Changing these behaviors will mostly require education and time rather than with the blocksize cap, but it’s important to note that it is not very conservative to stress the network’s security assumptions when all other measurements are pointing to centralization issues.
Stakeholders and Blocksize Caps
Much of the urgency in this debate seems to be over the natural state of the network in the long-term. There appear to be 3 factions, with slight overlap in membership between adjacent groups.
Catastrophic Coalition: This group contends that once max block size is hit consistently, it will essentially be viewed as a Denial of Service attack, blocking out cheap transactions, making transactions time out of the network’s collective mempool, and inherently damage Bitcoin’s reputation. The public will point and laugh at the puny 3.5 transactions per second rate, and people will either flock to altcoins who have not hit such a cap, or simply traditional payment systems. Bitcoin will have permanently missed the opportunity to replace VISA. This event is to be avoided at all costs.

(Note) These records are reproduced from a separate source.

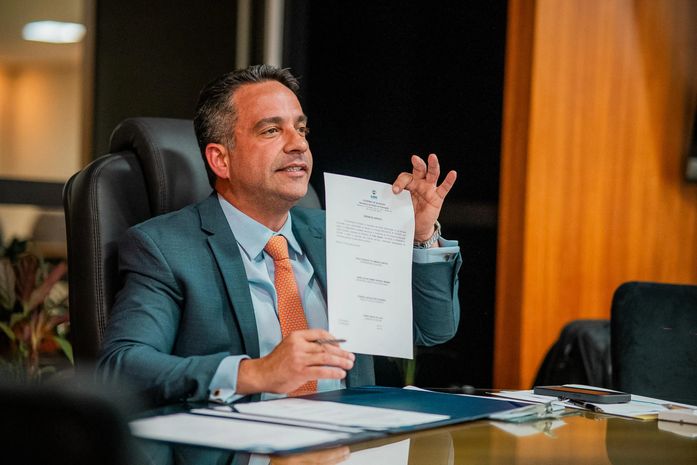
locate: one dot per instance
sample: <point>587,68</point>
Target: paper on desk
<point>370,234</point>
<point>337,413</point>
<point>393,454</point>
<point>227,433</point>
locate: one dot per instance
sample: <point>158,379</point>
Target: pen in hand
<point>329,341</point>
<point>585,405</point>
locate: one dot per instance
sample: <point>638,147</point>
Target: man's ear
<point>218,159</point>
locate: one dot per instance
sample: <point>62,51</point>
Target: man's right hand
<point>296,360</point>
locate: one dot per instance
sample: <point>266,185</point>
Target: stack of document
<point>281,425</point>
<point>323,419</point>
<point>640,407</point>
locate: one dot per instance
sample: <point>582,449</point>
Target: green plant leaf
<point>8,331</point>
<point>66,347</point>
<point>16,318</point>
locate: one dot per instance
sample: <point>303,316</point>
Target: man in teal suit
<point>196,318</point>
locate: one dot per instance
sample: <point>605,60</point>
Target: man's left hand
<point>426,195</point>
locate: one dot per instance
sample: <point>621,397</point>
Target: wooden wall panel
<point>612,94</point>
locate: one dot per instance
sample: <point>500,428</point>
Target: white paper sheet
<point>390,454</point>
<point>228,433</point>
<point>370,234</point>
<point>336,413</point>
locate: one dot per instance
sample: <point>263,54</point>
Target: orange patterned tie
<point>290,308</point>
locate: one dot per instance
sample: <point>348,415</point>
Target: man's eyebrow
<point>277,120</point>
<point>264,121</point>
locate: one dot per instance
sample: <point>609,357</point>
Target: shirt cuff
<point>447,252</point>
<point>223,387</point>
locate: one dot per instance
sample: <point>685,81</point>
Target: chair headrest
<point>169,155</point>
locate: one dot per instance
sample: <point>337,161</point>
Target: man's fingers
<point>419,168</point>
<point>331,360</point>
<point>324,372</point>
<point>433,169</point>
<point>402,182</point>
<point>447,184</point>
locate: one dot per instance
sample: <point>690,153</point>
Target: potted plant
<point>34,320</point>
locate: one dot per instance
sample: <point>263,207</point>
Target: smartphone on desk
<point>597,396</point>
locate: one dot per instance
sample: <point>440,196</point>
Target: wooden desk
<point>574,439</point>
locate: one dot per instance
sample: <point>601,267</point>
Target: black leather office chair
<point>654,340</point>
<point>154,167</point>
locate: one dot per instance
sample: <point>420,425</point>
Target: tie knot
<point>277,247</point>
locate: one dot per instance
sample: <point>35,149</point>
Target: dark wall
<point>152,57</point>
<point>383,80</point>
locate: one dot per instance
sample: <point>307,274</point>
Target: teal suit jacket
<point>185,303</point>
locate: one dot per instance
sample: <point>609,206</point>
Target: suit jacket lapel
<point>224,247</point>
<point>312,240</point>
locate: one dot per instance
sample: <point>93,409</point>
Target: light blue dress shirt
<point>251,238</point>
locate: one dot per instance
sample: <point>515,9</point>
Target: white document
<point>370,233</point>
<point>228,433</point>
<point>390,454</point>
<point>337,413</point>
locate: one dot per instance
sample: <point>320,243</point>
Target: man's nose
<point>296,142</point>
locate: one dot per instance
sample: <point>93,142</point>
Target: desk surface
<point>579,438</point>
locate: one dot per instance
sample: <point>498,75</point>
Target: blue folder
<point>459,408</point>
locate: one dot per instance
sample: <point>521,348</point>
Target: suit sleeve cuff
<point>223,387</point>
<point>447,252</point>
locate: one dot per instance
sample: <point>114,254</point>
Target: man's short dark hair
<point>215,114</point>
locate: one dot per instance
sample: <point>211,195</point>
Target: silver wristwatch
<point>431,240</point>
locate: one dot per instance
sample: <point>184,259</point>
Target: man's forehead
<point>265,100</point>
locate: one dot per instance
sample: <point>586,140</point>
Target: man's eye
<point>270,131</point>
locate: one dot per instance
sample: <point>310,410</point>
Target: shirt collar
<point>253,236</point>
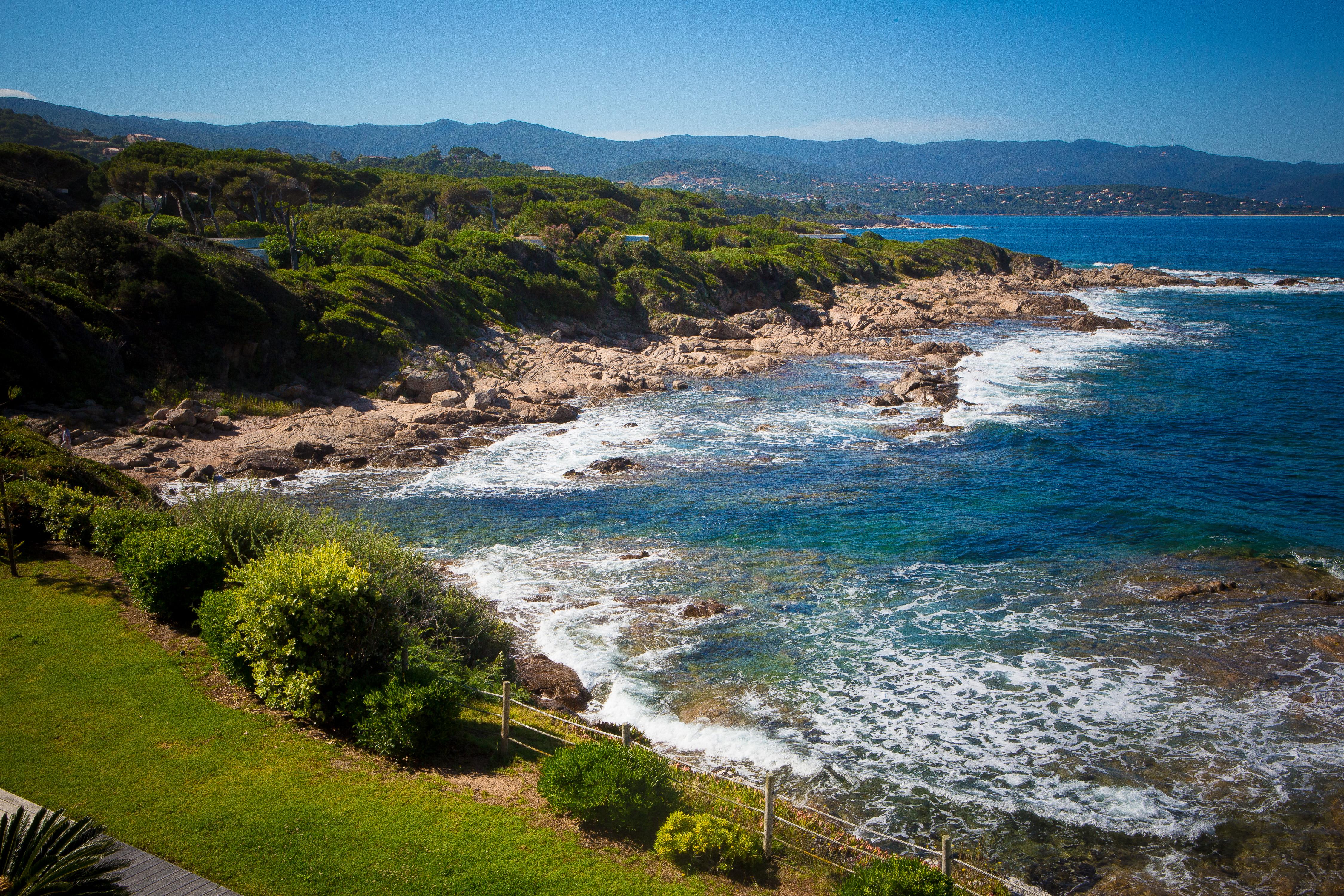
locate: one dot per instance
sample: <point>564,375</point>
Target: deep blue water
<point>960,622</point>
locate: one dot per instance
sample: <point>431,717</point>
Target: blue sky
<point>1234,79</point>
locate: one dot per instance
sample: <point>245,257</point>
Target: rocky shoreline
<point>440,403</point>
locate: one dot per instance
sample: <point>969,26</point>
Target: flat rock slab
<point>146,875</point>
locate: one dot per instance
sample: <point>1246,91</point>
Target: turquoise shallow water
<point>958,625</point>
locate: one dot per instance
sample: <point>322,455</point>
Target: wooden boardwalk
<point>147,875</point>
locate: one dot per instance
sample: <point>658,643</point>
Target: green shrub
<point>112,526</point>
<point>308,625</point>
<point>162,225</point>
<point>897,878</point>
<point>409,717</point>
<point>622,790</point>
<point>709,843</point>
<point>66,514</point>
<point>244,523</point>
<point>245,229</point>
<point>168,570</point>
<point>37,458</point>
<point>220,632</point>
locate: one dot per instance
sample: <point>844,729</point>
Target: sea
<point>958,630</point>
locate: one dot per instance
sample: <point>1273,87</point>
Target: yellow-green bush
<point>897,878</point>
<point>308,624</point>
<point>709,843</point>
<point>622,790</point>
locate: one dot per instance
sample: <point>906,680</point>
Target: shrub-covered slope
<point>366,264</point>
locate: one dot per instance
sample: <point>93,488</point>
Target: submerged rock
<point>552,680</point>
<point>706,608</point>
<point>615,465</point>
<point>1193,589</point>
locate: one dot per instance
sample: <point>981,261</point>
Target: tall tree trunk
<point>210,205</point>
<point>158,205</point>
<point>292,233</point>
<point>9,530</point>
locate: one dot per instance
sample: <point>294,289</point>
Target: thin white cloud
<point>908,130</point>
<point>628,135</point>
<point>179,116</point>
<point>900,130</point>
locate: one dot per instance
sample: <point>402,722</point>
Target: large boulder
<point>552,680</point>
<point>616,465</point>
<point>1194,589</point>
<point>480,400</point>
<point>1090,323</point>
<point>706,608</point>
<point>426,382</point>
<point>181,417</point>
<point>306,450</point>
<point>265,464</point>
<point>448,398</point>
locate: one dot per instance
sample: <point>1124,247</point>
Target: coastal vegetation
<point>100,300</point>
<point>850,197</point>
<point>108,722</point>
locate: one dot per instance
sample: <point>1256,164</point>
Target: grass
<point>243,405</point>
<point>104,722</point>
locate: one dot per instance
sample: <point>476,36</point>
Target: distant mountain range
<point>1042,163</point>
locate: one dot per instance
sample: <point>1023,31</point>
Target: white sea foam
<point>587,627</point>
<point>967,707</point>
<point>1330,565</point>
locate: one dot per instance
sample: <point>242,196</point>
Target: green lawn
<point>101,721</point>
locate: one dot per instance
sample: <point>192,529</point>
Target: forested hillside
<point>116,285</point>
<point>1039,163</point>
<point>837,197</point>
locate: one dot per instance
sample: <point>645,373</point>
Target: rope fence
<point>843,855</point>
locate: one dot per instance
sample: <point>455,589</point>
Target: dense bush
<point>622,790</point>
<point>709,843</point>
<point>410,715</point>
<point>452,621</point>
<point>112,526</point>
<point>34,457</point>
<point>66,512</point>
<point>244,523</point>
<point>220,632</point>
<point>310,625</point>
<point>160,225</point>
<point>168,570</point>
<point>897,878</point>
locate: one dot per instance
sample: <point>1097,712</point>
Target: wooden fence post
<point>769,813</point>
<point>504,723</point>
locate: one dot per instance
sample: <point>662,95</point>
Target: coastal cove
<point>959,629</point>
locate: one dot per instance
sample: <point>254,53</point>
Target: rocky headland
<point>440,403</point>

Experimenters: This group is really quite curious what is going to happen when the 1MB blocksize cap is hit. They view Bitcoin as an experiment, and are partial to the idea that “hitting the max block size will have to happen eventually, so why not now?” Many of these are also interested in finding out how many business models and security assumptions were being made in the absence of block inclusion competition. Often these folks are looking forward to some type of replace-by-fee to be rolled out to create a real functioning fee market in contrast to today’s relatively ham-fisted software that just fails if you shoot too low in fee. Hitting the block limit would spur development of such software.

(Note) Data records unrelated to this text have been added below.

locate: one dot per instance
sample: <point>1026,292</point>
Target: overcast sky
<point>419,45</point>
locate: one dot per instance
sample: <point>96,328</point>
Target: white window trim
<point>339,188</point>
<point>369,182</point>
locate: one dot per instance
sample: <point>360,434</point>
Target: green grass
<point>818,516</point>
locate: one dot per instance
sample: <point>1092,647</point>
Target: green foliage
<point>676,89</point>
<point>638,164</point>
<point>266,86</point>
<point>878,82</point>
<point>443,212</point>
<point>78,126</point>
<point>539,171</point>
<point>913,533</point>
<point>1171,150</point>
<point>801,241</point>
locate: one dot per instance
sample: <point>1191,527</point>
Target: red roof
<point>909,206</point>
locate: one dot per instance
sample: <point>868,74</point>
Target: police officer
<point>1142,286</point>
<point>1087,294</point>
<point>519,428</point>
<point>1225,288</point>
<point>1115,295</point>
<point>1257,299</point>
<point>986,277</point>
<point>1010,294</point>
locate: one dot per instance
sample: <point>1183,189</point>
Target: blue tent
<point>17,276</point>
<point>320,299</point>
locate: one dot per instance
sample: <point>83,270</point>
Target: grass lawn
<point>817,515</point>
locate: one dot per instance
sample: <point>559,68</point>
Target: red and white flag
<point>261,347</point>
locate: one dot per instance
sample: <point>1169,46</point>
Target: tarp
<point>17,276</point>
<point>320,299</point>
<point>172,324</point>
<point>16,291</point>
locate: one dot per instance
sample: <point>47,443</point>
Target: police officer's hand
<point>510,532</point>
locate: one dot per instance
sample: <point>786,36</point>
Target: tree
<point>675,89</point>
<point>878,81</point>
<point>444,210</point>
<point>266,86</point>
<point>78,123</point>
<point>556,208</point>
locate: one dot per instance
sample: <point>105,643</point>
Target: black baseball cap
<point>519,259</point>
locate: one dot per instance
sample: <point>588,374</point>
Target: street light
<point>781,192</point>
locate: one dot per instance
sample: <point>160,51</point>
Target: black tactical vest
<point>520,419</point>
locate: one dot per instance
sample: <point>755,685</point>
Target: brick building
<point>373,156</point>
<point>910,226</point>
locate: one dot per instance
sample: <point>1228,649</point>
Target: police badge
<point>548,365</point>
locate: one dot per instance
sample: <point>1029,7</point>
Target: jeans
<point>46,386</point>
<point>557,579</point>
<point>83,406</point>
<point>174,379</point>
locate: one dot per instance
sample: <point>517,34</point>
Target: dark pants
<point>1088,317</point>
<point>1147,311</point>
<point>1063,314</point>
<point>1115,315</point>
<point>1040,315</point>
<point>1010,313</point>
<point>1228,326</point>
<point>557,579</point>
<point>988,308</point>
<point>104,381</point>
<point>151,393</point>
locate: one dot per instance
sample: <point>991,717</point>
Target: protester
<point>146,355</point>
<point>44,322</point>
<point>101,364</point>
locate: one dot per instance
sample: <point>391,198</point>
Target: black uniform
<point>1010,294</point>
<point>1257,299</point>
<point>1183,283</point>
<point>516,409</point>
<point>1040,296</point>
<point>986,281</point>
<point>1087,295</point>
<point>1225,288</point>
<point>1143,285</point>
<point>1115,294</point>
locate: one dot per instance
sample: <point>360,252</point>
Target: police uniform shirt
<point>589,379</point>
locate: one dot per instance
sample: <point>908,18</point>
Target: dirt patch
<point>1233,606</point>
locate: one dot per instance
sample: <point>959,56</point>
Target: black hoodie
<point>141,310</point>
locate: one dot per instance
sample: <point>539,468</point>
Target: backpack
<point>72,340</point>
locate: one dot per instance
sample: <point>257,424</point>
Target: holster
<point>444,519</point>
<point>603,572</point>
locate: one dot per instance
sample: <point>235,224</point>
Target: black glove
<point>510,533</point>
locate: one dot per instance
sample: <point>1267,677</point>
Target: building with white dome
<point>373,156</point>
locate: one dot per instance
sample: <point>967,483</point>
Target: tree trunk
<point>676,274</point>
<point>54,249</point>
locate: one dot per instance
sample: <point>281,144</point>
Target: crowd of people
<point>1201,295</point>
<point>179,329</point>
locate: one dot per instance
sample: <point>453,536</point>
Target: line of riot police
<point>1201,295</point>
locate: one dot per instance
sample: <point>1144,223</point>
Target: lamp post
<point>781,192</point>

Scarce Resourcists: This group believes that Bitcoin, in it’s natural state, will be up against the block size limit. They argue a limit will be necessary to both fund the network security by auctioning a scarce resource(paper), and will be a consequence of the desire to keep the network decentralized. They believe that simply “scaling up” is a dangerous exercise, and in their heart of hearts an ultimately futile attempt to displace traditional payment systems. Instead development should be focused on tackling problems that they believe Bitcoin can actually solve using solutions such as payment channels and off-chain crypto-audited banks.
After looking at these groups, we can now see why pre-emptively forking for the future is probably not going to gain consensus any time soon. This pragmatic and ideological divide is not going to be gapped by an excited blog post, but through time, experimentation, experience, politicking, and a dash of humility. Proposing block increases based off of future technological advancement are dead on arrival; increases, if and when they happen, will be reactionary events. Failure to take the time to gain consensus before making bold, imminent-sounding pronouncements will only further delay changes that are deemed necessary by the factions.

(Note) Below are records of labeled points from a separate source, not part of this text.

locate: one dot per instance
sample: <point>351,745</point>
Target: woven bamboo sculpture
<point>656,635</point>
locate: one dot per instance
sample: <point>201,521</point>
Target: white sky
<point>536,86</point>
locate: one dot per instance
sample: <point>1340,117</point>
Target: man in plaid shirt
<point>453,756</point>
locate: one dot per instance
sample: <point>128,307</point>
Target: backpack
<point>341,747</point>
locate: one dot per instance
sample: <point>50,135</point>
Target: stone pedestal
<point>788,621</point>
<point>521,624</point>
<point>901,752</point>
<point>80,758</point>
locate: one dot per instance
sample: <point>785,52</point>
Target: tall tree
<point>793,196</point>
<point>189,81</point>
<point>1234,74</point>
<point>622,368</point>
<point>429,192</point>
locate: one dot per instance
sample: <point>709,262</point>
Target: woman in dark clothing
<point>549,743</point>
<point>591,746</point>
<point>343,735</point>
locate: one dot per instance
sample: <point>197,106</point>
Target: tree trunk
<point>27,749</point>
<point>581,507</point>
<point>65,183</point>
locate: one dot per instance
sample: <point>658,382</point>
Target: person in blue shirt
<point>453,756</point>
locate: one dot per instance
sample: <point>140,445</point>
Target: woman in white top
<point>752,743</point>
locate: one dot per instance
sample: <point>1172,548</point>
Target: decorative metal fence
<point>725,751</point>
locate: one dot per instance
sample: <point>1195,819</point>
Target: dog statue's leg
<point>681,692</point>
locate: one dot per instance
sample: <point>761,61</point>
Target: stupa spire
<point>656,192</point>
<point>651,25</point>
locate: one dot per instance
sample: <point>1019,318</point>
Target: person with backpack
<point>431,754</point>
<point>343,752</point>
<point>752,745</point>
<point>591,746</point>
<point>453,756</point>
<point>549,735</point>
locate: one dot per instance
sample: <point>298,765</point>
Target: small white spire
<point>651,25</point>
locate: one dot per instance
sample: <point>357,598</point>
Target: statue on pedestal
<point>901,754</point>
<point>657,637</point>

The blockchain, much like democracy, is a MAD-style suicide pact; a never-ending game of chicken. Each user that derives some utility from the current network wants the thing they like amplified even if that is to the detriment of some other users. Each user can vote for their opinion in various ways, with a permanent blockchain forking being most likely the wrong solution.
With this in mind, we can look for common ground while looking forward. Building layers on top of Bitcoin such as hub-and-spoke payment channels, and audit-able crypto-banks can be started today to relieve a lot of this pressure. Some type of replace-by-fee has to be developed to make fee adjustments easier and safer than now. These enhancements will be required at whatever blocksize is deemed safe in the future. Perhaps someday we can scale Bitcoin enough that everyone can have at least some access to the blockchain through naive scaling or newer ideas such as treechains. Until then we should focus on what is probable and safe today, and less on guesses about tomorrow’s technical advances.